Fesselnde Intrigen: Die auf Sky gestartete Serie „House of the Dragon“ erzählt die Vorgeschichte zum Megahit „Game of Thrones“ – und überzeugt mit Spektakel und Schauspielkunst.
. Eigentlich sagt der Titel schon alles: Wenn eine Geschichte mit „House of“ überschrieben ist, geht es um familiäre Konflikte, gegenseitige Verletzungen, Verfall. All dies sind zentrale Elemente in „House of the Dragon“, dem Nachfolger des Serien-Mega-Hits „Game of Thrones“, der ab sofort auf Sky zu sehen ist – jeden Montag erscheint eine neue Folge. Drei Jahre nachdem das – für viele Fans enttäuschende – „Game of Thrones“-Finale ausgestrahlt wurde, befinden wir uns also wieder in Westeros, jener so fantastischen wie gnadenlos brutalen Welt aus der Feder von George R.R. Martin. Der US-Autor hat mit „Fire and Blood“ nicht nur 2018 die Buchvorlage für die neue Serie geliefert, sondern war auch an ihrer Produktion beteiligt. Schon die Pilotfolge bietet vieles, was „Game of Thrones“ ausgezeichnet hat: Sex. Politische Intrigen. Gewalt. Und natürlich Drachen, jene monströse Machtbasis des Hauses Targaryen, das hier, 172 Jahre vor den Ereignissen der Ursprungsserie, auf dem Höhepunkt seiner Macht gezeigt wird.
Oder sagen wir besser: Am Vorabend seines Niedergangs. Zum zweiten Mal in kurzer Zeit gibt es keinen natürlichen Erben für den Eisernen Thron, die Targaryen-Dynastie und jenes Riesenreich, das Aegon der Eroberer rund 100 Jahre zuvor gewaltsam begründet hat. Schon König Viserys Targaryen (Paddy Considine) kam vor zehn Jahren nur an die Macht, weil sein Großvater Jaehaerys zuvor seine beiden Söhne verlor. Ein von Jaehaerys einberufener Großer Rat entschied sich für Viserys als Erben – obwohl dessen Cousine Rhaenys den älteren Anspruch hatte. Aber sie war eben auch eine Frau. Als Zuschauer bekommt man all dies zu Anfang der Pilotfolge in Form eines etwas drögen Prologs erzählt – was zunächst befremdet, hatte es „Game of Thrones“ doch meisterhaft geschafft, das Publikum sofort ins Geschehen hineinzuziehen.
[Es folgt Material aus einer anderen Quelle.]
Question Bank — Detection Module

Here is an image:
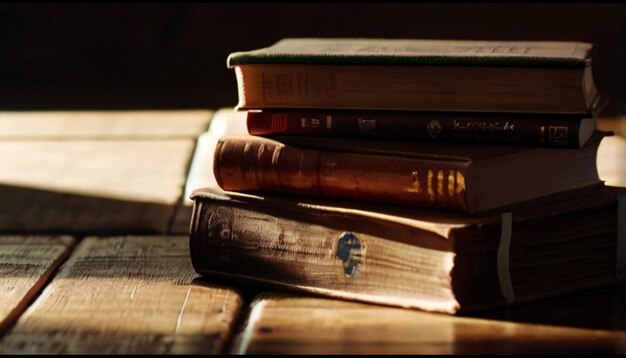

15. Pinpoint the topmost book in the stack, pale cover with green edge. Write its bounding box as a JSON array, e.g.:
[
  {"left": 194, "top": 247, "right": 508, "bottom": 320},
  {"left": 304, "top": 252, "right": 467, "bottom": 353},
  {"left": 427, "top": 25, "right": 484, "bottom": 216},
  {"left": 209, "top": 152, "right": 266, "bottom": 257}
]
[{"left": 227, "top": 38, "right": 600, "bottom": 113}]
Doch die Zweifel zerstreuten sich schnell: „House of the Dragon“ bietet fesselnde Unterhaltung und dürfte allen „Game of Thrones“-Fans gefallen. Das liegt nicht nur an den exzellent in Szene gesetzten Schauwerten des großen Turniers, mit dem König Viserys die bevorstehende Geburt seines erwarteten Sohns und Erben feiern will, oder der mitreißenden Musik des iranisch-deutschen Komponisten Ramin Djawadi.
Charaktere sind subtil gezeichnet
Es liegt vor allem an der Schauspielkunst der Darsteller und der subtilen Zeichnung ihrer Charaktere – beides Aspekte, mit denen ja auch „Game of Thrones“ punkten konnte. So ist zwar von Beginn an klar, dass es zum Bruch zwischen Viserys und seinem impulsiven Bruder Daemon Targaryen („The Crown“-Star Matt Smith) kommen muss, der anfangs der offizielle Königsanwärter ist. Wie folgerichtig sich dieser Bruch jedoch aus Viserys‘ Schicksalsschlag des Verlusts von Frau und Kind entwickelt, ist klug konstruiert. Ebenso folgerichtig beeinflusst Viserys‘ Verlust die Entscheidung, seine Tochter Rhaenyra (Milly Alcock, später übernimmt Emma d‘Arcy) zu seiner Erbin auszurufen und das patriarchale Prinzip infrage zu stellen, dem er selbst seine Herrschaft verdankt. All dies bereitet die Bühne für den als „Dance of the Dragons“ bekannten Bürgerkrieg, den die Serie erzählen wird.„House of the Dragon“ hat damit mehr von einem Shakespearschen Königsdrama als von dem, was viele klischeehaft unter Fantasy verstehen – und bleibt auch damit George R.R. Martins stark von britischer Geschichte inspirierten Welt treu.